The limousine drew to the curb ten feet away but Federov didn't stir, frozen in place. “They recognized Peking?”

“Tonight, yes. The idiot sat through two council sessions and made no objections—none at all. N'Sika decided two days ago.”

“But why? Why now?”

“Because they are idiots, like Lutete himself! Because nothing here has any logic to it, nothing at all! Just a drunken dream, like those sheep on the council.”

“But N'Sika said nothing to me—”

“Like Lutete, that idiot! I must go send word.”

Klimov disappeared into the foyer, leaving Federov standing in the half-light of the overhang. His chauffeur waited, holding the door open, but Federov stood shrunken and cuckolded in a vapor of eau de cologne, studying his driver's face as if he were a total stranger, a thug, or hooligan holding open the door of a Black Maria.

He turned woodenly and went back into the foyer. Waiting for the lift, he seemed to forget where he was.

The most dangerous among us are those who refuse to understand that the struggle against imperialism is a sham unless it is inseparably linked to the struggle against opportunism. You will report to the Ministry of Education in Uzbekistan where, as vice deputy for administration, you will have the opportunity for that quiet reflection which will again enable you to know the face of the enemy
.

The letter was from the chief of cadres, drafted by Federov himself in Moscow and sent to an inept Soviet ambassador in Zambia. As he entered the cage, he searched for the button for the eighth floor, his old floor at the Foreign Ministry on Smolenskaya Square, but couldn't find it.

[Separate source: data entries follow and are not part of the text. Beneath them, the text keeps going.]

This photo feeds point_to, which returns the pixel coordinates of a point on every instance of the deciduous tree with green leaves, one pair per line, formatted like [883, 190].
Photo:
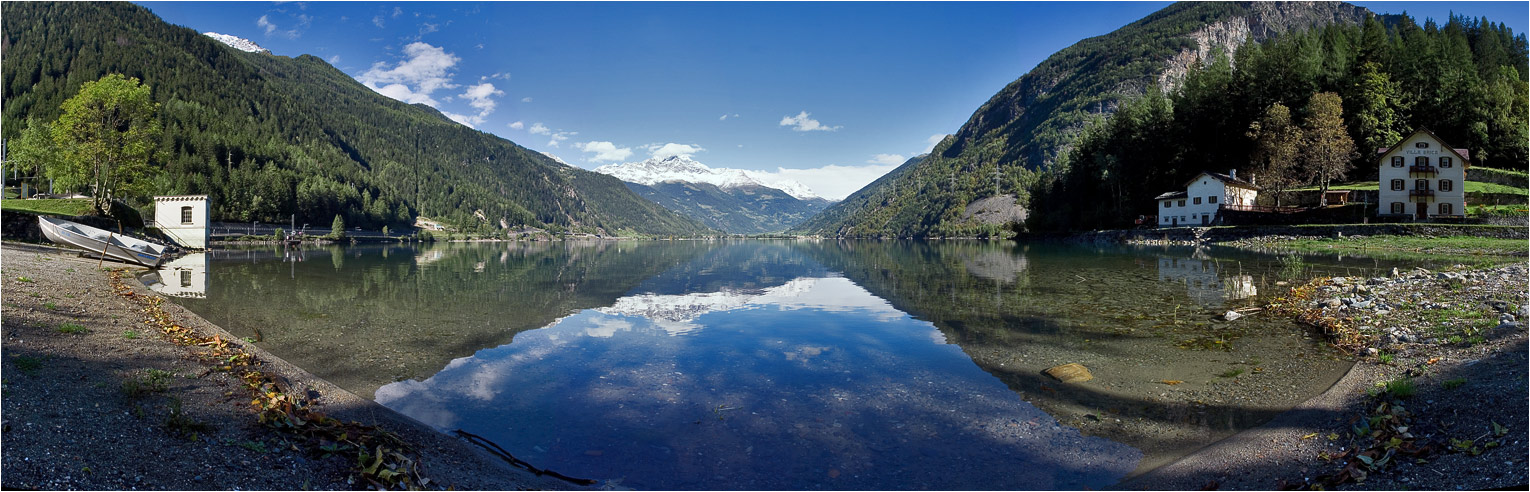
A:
[107, 139]
[1328, 150]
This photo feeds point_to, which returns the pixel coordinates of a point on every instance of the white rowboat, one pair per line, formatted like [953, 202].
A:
[101, 242]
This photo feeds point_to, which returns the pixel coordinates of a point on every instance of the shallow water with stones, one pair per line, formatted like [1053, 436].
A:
[790, 364]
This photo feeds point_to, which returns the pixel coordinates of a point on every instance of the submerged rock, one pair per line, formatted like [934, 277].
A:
[1070, 373]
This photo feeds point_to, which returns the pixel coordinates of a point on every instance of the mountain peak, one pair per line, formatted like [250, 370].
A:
[237, 43]
[684, 168]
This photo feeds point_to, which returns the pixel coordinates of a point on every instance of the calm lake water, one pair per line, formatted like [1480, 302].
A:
[790, 364]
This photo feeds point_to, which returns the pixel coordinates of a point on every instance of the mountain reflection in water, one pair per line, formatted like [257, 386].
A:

The present lost to him, he stood in bewilderment, oblivious to the musky African night. Before he could collect his thoughts, the doors closed with a pneumatic hiss, the cage lifted, and he was carried aloft, a confused prisoner in a metal room, certain of nothing but the sweat that prickled his armpits and the mist that gathered like sea fog on his steel-rimmed glasses.

Cecil had sent a cable to his wife imploring her return but had heard nothing. His mother-in-law was now ill and his wife had stayed over with her. He remained at his residence after lunch that day, complaining to his secretary of a mild fever, despite the thermometer reading. Examining his face further in the medicine cabinet mirror he tried to convince himself that the thermometer was unreliable and that some nameless African bacillus was polluting his bloodstream, swimming freely on afternoons like this when he felt most enervated, that in fact his body had become a virtual tropical pond of such bacilli, sapping his energy, stiffening his joints, robbing his sleep, and utterly destroying his will as well. But peering at his eyes, tongue, and tonsils, he could find no more than the Baptist missionary doctor had been able to find two days earlier in his surgery. He'd given Cecil a brown bottle of tablets for dehydration.